A Masonic "Grand Lodge" (or sometimes "Grand Orient") is the governing body that supervises the individual "Lodges of Freemasons" in a particular geographical area, known as its "jurisdiction" (usually corresponding to a sovereign state or other major geopolitical unit). Some are large, with thousands of members divided into hundreds of subordinate lodges, while others are tiny, with only a few members split between a handful of local lodges. Sometimes there will only be one Grand Lodge in a given area, but the majority of the time there will be at least two. More often, there will be several competing Grand Lodges claiming the same jurisdictional area, or claiming overlapping areas. This fact leads to debates over legitimacy: Not all Grand Lodges and Grand Orients recognize each other as being legitimate. However, such recognition is not relevant to this list, yet recognition is foundational within the fraternal order. Inclusion in this list only requires the establishment of a physical (as opposed to a virtual, or online) presence, and lodges (regular, unrecognized or clandestine) which acknowledge their governance.
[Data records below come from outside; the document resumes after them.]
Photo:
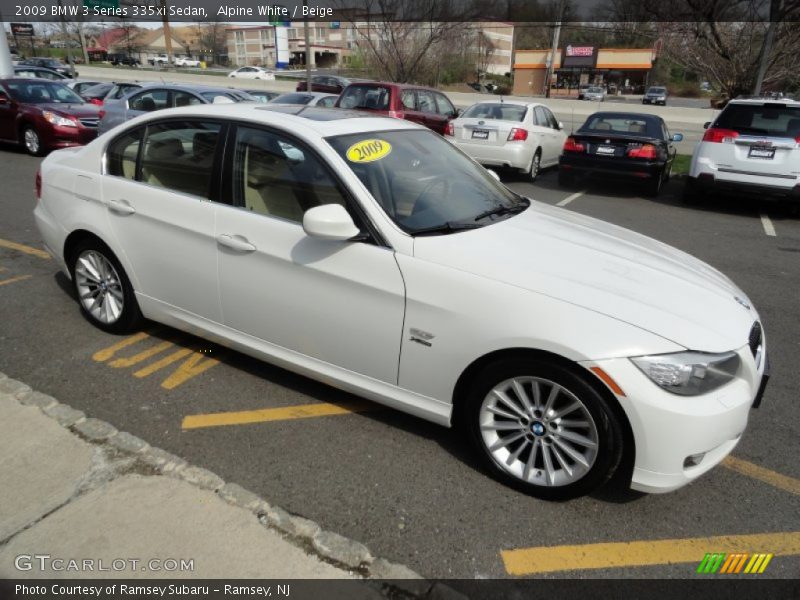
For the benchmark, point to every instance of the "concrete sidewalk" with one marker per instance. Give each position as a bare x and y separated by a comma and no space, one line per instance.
102,503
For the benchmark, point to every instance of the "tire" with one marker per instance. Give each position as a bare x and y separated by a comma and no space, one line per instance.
565,179
567,454
536,165
31,141
111,304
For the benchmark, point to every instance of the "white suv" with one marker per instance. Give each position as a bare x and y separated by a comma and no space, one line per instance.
753,147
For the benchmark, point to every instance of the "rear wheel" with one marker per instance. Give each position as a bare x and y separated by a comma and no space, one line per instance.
104,291
543,429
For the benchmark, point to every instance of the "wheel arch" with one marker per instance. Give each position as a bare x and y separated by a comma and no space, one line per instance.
624,470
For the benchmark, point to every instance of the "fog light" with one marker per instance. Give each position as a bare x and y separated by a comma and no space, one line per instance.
693,460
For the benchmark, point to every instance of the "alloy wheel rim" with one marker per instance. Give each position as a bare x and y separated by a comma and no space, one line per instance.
31,140
538,431
99,287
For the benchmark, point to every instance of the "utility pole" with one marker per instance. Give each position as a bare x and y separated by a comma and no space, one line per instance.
167,35
766,47
552,64
308,48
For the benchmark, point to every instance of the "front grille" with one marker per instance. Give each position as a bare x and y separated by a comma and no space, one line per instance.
754,341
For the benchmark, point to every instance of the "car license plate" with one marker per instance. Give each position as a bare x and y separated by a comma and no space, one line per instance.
758,152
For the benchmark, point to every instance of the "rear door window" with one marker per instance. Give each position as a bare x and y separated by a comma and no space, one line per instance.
775,120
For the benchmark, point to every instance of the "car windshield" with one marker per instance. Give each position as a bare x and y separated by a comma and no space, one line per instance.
620,124
293,99
775,119
496,110
41,92
424,183
374,97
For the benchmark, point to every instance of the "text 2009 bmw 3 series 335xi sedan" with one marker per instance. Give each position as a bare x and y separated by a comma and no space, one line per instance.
373,255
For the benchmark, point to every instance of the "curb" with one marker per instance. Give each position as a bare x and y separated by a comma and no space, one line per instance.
328,546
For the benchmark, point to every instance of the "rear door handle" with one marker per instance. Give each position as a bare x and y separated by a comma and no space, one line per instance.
122,207
235,242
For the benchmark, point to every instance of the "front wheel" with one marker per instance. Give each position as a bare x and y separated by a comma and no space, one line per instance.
104,291
541,428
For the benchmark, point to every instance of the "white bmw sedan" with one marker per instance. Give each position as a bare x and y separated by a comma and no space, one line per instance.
371,254
520,135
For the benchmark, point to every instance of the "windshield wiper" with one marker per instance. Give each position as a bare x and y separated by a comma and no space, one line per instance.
502,210
447,227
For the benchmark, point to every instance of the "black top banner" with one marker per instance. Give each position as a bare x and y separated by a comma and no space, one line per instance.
353,11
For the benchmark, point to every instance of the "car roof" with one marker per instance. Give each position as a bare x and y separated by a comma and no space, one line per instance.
309,121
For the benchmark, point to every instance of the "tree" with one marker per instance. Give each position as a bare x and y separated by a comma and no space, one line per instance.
725,40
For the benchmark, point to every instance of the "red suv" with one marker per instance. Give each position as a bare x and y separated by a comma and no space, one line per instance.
42,115
419,104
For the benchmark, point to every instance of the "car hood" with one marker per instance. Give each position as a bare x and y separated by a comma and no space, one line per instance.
603,268
81,111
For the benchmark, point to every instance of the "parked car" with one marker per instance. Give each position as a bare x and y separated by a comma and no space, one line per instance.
327,83
185,61
557,344
252,73
158,96
43,115
594,92
97,93
39,73
123,59
48,63
160,59
633,146
263,96
78,85
655,95
421,105
306,99
751,148
520,135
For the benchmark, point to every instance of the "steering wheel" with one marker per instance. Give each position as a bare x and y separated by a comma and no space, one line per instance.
421,202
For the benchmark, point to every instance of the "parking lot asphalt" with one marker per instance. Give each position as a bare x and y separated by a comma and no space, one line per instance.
410,490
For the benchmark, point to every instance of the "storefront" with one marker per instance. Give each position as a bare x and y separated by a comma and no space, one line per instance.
619,70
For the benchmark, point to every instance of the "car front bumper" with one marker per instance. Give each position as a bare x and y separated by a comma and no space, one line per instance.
757,187
515,155
678,438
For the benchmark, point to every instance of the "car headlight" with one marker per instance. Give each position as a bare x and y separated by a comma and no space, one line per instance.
689,373
57,119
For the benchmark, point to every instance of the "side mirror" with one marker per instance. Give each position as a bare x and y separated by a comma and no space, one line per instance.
329,222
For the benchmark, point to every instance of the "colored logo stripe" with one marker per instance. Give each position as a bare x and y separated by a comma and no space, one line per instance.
734,563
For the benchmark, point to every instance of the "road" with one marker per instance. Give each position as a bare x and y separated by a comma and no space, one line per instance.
408,489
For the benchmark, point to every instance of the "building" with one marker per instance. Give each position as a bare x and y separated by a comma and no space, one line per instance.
621,68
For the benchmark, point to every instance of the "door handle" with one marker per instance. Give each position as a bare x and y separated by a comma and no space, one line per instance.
236,242
122,207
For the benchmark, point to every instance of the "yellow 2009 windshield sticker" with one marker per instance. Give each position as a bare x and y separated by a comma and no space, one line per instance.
368,151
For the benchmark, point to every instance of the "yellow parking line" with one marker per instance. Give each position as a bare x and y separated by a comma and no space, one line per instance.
24,248
13,279
303,411
783,482
549,559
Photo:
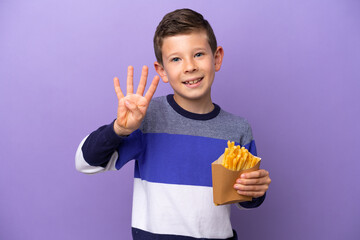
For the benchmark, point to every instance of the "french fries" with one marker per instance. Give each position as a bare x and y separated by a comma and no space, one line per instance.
236,158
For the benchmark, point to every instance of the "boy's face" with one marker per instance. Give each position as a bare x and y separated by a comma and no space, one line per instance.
189,66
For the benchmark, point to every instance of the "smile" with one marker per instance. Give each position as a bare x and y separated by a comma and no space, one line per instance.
192,82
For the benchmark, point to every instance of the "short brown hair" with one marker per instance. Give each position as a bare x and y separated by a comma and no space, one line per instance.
178,22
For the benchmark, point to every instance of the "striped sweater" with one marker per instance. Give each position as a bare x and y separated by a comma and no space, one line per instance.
173,151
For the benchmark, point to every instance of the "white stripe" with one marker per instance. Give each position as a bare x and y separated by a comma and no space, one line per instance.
179,210
82,166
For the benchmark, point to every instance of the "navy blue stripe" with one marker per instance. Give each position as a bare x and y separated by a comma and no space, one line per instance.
179,159
139,234
187,114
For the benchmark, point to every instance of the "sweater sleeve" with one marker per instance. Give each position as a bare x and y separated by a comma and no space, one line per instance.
104,150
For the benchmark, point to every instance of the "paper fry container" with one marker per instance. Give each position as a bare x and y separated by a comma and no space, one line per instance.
223,183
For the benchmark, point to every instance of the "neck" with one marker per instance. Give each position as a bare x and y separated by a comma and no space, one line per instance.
199,106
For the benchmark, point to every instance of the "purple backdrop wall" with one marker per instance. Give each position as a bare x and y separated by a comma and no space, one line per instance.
291,68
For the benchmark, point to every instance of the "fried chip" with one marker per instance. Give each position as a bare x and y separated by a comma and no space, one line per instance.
236,158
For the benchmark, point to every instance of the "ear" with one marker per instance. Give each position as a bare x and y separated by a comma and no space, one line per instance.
218,56
161,71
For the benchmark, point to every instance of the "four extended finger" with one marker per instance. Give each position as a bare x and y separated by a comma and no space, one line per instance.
117,88
129,81
142,83
150,92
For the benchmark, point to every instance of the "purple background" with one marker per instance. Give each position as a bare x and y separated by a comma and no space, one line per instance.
291,68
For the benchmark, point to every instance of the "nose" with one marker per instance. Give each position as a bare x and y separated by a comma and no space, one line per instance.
190,66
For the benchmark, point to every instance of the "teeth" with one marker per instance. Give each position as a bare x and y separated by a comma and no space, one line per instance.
192,82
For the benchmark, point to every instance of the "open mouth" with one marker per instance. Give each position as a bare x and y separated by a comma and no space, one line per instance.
193,82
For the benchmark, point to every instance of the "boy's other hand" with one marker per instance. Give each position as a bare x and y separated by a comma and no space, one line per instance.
253,184
132,107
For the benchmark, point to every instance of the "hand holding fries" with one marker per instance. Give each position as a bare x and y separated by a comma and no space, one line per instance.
132,107
253,184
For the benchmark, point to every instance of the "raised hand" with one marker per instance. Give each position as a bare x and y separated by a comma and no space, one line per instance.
132,107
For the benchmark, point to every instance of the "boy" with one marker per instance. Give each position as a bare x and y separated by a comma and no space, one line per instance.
175,138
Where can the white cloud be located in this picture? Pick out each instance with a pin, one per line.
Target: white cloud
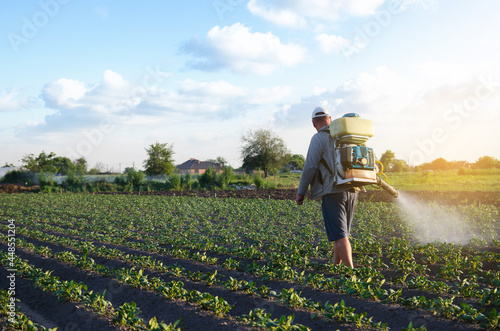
(337, 44)
(9, 101)
(294, 13)
(63, 93)
(279, 16)
(237, 48)
(211, 89)
(407, 113)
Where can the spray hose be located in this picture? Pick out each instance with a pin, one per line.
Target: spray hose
(383, 184)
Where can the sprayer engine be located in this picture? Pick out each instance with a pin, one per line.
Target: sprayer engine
(355, 162)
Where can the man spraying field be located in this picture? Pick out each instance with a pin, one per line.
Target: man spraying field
(338, 202)
(338, 165)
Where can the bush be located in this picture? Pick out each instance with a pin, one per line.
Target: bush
(174, 182)
(209, 179)
(23, 177)
(258, 181)
(226, 177)
(136, 177)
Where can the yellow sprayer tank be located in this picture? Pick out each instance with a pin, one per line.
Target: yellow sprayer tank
(351, 129)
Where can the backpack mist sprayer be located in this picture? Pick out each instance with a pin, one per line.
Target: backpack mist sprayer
(354, 162)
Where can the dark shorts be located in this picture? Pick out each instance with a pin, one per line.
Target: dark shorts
(338, 212)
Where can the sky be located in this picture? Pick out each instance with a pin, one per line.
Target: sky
(105, 79)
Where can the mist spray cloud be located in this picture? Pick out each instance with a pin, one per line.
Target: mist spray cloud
(432, 222)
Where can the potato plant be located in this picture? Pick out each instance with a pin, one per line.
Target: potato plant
(215, 254)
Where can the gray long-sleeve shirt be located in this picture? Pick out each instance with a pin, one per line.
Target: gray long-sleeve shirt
(319, 167)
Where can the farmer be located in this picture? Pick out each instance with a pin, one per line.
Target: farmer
(338, 202)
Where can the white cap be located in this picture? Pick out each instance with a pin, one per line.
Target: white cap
(320, 112)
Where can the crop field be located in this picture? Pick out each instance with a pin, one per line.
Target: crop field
(129, 262)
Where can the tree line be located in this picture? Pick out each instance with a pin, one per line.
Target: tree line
(392, 164)
(261, 150)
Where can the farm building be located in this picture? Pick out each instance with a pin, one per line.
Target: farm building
(197, 167)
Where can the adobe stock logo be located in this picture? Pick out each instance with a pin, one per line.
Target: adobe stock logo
(93, 138)
(31, 27)
(455, 116)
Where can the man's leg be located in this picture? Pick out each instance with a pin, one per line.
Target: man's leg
(342, 252)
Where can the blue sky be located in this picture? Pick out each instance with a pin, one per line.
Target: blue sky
(105, 79)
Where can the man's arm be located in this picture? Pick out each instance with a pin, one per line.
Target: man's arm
(314, 154)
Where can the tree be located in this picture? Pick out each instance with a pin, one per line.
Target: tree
(399, 166)
(64, 165)
(387, 158)
(160, 161)
(297, 161)
(440, 164)
(486, 162)
(218, 160)
(41, 163)
(264, 150)
(226, 176)
(81, 166)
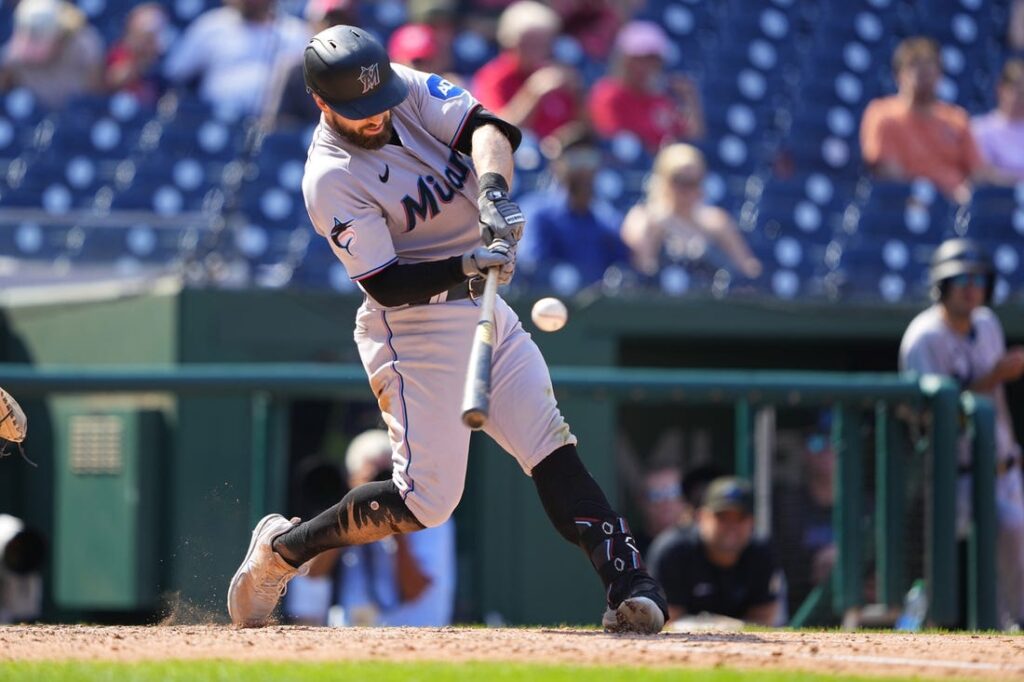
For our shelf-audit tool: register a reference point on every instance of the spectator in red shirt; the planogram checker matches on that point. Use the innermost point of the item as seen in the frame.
(521, 84)
(639, 98)
(132, 65)
(416, 45)
(594, 23)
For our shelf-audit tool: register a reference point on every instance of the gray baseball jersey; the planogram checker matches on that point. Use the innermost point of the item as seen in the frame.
(402, 204)
(414, 203)
(930, 346)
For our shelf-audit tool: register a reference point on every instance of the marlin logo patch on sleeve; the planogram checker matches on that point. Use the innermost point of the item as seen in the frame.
(442, 89)
(342, 235)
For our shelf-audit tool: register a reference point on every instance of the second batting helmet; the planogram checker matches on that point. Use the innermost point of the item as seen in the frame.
(960, 256)
(351, 72)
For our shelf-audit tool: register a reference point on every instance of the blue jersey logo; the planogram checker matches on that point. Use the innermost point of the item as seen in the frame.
(441, 89)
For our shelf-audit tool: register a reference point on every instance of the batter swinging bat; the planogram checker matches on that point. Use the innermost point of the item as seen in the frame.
(476, 395)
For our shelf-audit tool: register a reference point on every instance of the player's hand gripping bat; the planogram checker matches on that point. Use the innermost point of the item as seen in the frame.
(476, 394)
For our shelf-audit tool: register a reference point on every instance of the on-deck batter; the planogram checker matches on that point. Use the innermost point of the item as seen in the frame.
(407, 173)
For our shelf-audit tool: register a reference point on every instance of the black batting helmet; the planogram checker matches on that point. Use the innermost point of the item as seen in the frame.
(960, 256)
(351, 72)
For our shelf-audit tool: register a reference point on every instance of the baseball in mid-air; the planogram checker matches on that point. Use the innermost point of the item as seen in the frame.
(549, 314)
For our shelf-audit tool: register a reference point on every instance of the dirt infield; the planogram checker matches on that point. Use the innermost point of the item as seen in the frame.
(989, 656)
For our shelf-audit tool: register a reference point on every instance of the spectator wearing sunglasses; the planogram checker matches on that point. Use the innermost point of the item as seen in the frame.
(674, 224)
(717, 566)
(961, 337)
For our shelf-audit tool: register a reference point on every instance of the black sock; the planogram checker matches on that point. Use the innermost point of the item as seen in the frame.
(578, 508)
(366, 514)
(567, 491)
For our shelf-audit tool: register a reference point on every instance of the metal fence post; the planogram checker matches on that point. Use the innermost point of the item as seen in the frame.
(743, 426)
(981, 558)
(890, 524)
(259, 441)
(941, 536)
(848, 516)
Membership numbers are subject to change; for current figures, check the sources which are indicated in the reference section.

== Canada ==

| State, province, or other geographical area | Headquarters City | Name | Founded | Lodges | Members | Notes |
|---|---|---|---|---|---|---|
| Alberta | Calgary | Grand Lodge of Alberta | 1905 | 116 | 5,900 | CGMNA |
| Quebec | Montréal | Grande Loge ANI du Canada (Grand Lodge ANI of Canada) | 2009 | 5 | 100 | CLIPSAS, COMAM, SCIC; The name "ANI" is an homage to the medieval Armenian city of Ani. |
| British Columbia Yukon | Vancouver | Grand Lodge of British Columbia & the Yukon | 1871 | 134 | 5,799 | CGMNA |
| Canada |  | Le Droit Humain — Fédération canadienne | 1980 | 3 |  | DH |
| Canada |  | Gran Logia de Lengua Española de Canada (Spanish Language) |  | 5 |  |  |
| Manitoba | Winnipeg | Grand Lodge of Manitoba | 1875 | 54 | 1,873 | CGMNA |
| Quebec |  | Grande Loge Nationale du Canada | 1985 | 16 |  | CLIPSAS, COMAM |
| New Brunswick | Saint John | Grand Lodge of New Brunswick | 1867 | 36 | 2,657 | CGMNA |
| Newfoundland and Labrador | St. John's | Grand Lodge of Newfoundland and Labrador | 1997 | 28 | 1,532 | CGMNA |
| Nova Scotia |  | Grand Lodge of Nova Scotia | 1866 | 87 | 4,261 | CGMNA |
| Ontario | Hamilton | Grand Lodge of Canada in the Province of Ontario | 1855 | 521 | 36,733 | CGMNA |
| Ontario Quebec |  | Prince Hall Grand Lodge of Ontario and Jurisdiction | 1856 | 10 |  | PHCGM, PHA |
| Prince Edward Island |  | Grand Lodge of Prince Edward Island | 1875 | 15 | 576 | CGMNA |
| Quebec | Montréal | Grande Loge du Québec | 1869 | 74 | 3,617 | CGMNA |
| Quebec |  | Grande Loge Mixte du Québec | 1979 | 3 |  |  |
| Saskatchewan | Regina | Grand Lodge of Saskatchewan | 1906 | 50 | 2,278 | CGMNA |
| Quebec |  | Grand Orient du Québec | 2012 | 5 |  |  |

The Grand Lodge of Scotland has a District Grand Lodge of Newfoundland and Labrador responsible for 11 lodges.

The Grand Lodge of Alberta also includes the Northwest Territories, particularly a lodge in Yellowknife, although there used to be a lodge in Inuvik in the 2000s (Far North Lodge).